Chroma vs Qdrant
A neutral, data-driven comparison — live metrics, use-case guidance and FAQ to help you pick.
At a glance
| Chroma | Qdrant | |
|---|---|---|
| GitHub stars | 28,456 | 32,389 |
| PyPI downloads / mo | 13,590,061 | 23,963,183 |
| License | Apache-2.0 | Apache-2.0 |
| Type | database | database |
| Self-hostable | Yes | Yes |
| Managed option | Chroma Cloud | Qdrant Cloud |
| Latest release | 1.5.9 | v1.18.2 |
Which should you choose?
Choose Chroma if…
- You're building a local prototype or small RAG app and want the simplest start
- You want an embedded, Python-first experience
- Ease of use matters more than large-scale production features
Choose Qdrant if…
- You're deploying to production and need scale, performance and strong filtering
- You want a standalone server (Rust) with a managed cloud option
- You expect to grow beyond a single-machine prototype
Chroma is the easiest way to start — great for local prototypes and small RAG apps; Qdrant is built for production scale and filtered search. Many teams prototype on Chroma and move to Qdrant (or another production DB) as they grow.
What they are
Chroma: Search infrastructure for AI
Qdrant: Qdrant - High-performance, massive-scale Vector Database and Vector Search Engine for the next generation of AI. Also available in the cloud https://cloud.qdrant.io/
FAQ
Is Chroma production-ready?
Chroma is excellent for prototyping and smaller apps; for large-scale production with high concurrency, a server-based engine like Qdrant is often a better fit.

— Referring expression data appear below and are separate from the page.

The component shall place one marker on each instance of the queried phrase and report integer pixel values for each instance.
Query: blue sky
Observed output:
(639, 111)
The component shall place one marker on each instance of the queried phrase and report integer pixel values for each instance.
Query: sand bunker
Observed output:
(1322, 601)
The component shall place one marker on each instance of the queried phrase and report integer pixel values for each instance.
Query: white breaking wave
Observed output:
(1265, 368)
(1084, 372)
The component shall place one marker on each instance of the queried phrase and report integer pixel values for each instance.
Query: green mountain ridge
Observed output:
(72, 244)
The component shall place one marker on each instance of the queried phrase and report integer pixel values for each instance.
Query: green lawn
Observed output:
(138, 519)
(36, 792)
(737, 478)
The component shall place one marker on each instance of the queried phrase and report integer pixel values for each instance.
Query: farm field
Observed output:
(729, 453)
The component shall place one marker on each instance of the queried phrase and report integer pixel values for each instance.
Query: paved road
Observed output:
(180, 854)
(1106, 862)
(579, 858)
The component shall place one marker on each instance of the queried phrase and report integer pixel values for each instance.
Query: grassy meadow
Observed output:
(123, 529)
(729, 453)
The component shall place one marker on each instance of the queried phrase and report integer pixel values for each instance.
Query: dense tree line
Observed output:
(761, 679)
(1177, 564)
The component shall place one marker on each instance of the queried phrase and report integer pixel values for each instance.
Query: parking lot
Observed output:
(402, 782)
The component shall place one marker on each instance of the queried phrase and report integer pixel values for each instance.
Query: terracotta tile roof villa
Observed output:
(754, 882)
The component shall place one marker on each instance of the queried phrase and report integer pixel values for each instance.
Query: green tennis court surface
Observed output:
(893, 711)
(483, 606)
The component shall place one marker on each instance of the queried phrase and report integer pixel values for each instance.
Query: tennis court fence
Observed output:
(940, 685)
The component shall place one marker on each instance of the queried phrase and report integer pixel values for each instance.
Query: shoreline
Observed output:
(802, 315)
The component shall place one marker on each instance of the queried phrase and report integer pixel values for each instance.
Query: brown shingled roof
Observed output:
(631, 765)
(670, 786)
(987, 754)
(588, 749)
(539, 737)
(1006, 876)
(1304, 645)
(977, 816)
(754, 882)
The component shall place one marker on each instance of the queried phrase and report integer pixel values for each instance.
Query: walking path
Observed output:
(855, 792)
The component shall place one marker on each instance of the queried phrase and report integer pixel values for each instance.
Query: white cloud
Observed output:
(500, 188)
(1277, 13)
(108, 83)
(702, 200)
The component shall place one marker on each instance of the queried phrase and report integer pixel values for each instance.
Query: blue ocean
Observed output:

Which is easier to start with?
Chroma — it's embedded and Python-first, ideal for quick local experiments.
Can both do metadata filtering?
Yes, both support filtered vector search; Qdrant is known for advanced payload filtering at scale.
Are both open-source?
Yes — Chroma (Apache-2.0) and Qdrant (Apache-2.0), each with a managed cloud option.